Butt of malmsey

19th-century illustration of Clarence's execution

A butt of malmsey refers to an archaic measuring unit in Medieval England for the transportation of malmsey wine. First recorded in Geoffrey Chaucer's The Canterbury Tales in the late 14th century, it was a vessel of varying size until it was standardised in the next century, when it was approximately 4 feet (1.2 m) wide, holding 126 imperial gallons (570 litres). Designed to transport and make available large quantities of drink at a time, it became an item of luxury trading, with political weight, and as a result was also used in both gift-giving by the nobility and as a unit of exchange; it could also be combined with other wines. Malmsey itself was particularly popular in Northern Europe as, having a higher sugar level meant that it was much stronger in alcohol than native wines; it could also withstand longer sea voyages than many other wines. The import of malmsey butts, particularly by London merchants, provided tax for national defence and on one occasion led to a trade war with Venice, its major importer.
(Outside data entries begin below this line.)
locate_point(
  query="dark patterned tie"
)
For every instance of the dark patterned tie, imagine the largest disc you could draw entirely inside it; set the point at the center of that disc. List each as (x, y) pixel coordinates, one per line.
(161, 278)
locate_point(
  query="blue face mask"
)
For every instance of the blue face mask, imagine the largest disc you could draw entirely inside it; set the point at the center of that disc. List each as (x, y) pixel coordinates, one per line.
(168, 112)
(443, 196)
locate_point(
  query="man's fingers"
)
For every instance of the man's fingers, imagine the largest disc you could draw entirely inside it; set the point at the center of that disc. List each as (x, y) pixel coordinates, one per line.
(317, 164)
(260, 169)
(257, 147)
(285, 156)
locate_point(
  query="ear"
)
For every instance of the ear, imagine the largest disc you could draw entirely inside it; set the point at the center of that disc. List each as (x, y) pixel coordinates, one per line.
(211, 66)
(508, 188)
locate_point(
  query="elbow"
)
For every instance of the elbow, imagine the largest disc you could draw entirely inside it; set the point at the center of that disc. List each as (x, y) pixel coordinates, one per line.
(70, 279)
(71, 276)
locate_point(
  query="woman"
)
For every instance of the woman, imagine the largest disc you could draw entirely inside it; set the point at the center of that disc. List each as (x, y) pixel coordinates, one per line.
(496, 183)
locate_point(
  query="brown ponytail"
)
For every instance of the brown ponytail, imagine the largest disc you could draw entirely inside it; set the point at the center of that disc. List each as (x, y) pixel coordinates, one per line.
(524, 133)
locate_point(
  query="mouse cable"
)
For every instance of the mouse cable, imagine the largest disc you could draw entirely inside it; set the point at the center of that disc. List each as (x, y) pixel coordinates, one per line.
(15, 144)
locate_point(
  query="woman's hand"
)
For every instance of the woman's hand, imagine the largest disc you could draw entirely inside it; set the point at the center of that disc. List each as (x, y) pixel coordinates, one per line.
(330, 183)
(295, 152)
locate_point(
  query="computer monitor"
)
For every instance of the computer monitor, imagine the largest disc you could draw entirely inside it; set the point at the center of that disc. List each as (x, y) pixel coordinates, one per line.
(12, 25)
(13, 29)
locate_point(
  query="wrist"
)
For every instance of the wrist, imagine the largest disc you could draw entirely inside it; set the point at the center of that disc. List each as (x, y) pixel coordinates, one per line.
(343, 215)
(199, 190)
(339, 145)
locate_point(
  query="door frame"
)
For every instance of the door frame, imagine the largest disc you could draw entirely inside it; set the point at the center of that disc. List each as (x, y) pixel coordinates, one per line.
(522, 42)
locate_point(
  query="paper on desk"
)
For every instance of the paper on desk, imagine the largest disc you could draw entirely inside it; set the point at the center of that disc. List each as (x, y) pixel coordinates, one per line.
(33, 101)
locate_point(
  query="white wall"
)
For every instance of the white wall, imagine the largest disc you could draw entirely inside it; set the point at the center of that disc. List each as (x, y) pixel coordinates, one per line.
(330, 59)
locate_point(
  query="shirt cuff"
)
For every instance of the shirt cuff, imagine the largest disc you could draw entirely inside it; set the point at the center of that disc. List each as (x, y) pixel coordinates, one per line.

It is probably culturally most well known as the alleged method used to execute George, Duke of Clarence—brother to King Edward IV—in the Tower of London in 1478, following the Duke's conviction for treason. Immortalised by William Shakespeare in Richard III, where the Duke is stabbed and then drowned in a butt of malmsey, the story is regarded by most modern scholars as ahistorical and apocryphal. Due to its rarity—such a method is not known to have been used before or since—doubt has been cast on its efficacy or the practicality of drowning in such a manner as a method of execution, although it has persisted in popular culture. Several writers and commentators have referenced it since, ranging from Shakespeare and Thomas Heywood in the 16th century, Gervase Markham in the 17th, Mikhail Lermontov and Charles Dickens in the 19th, and Raymond Chandler and Daniel Curzon in the 20th.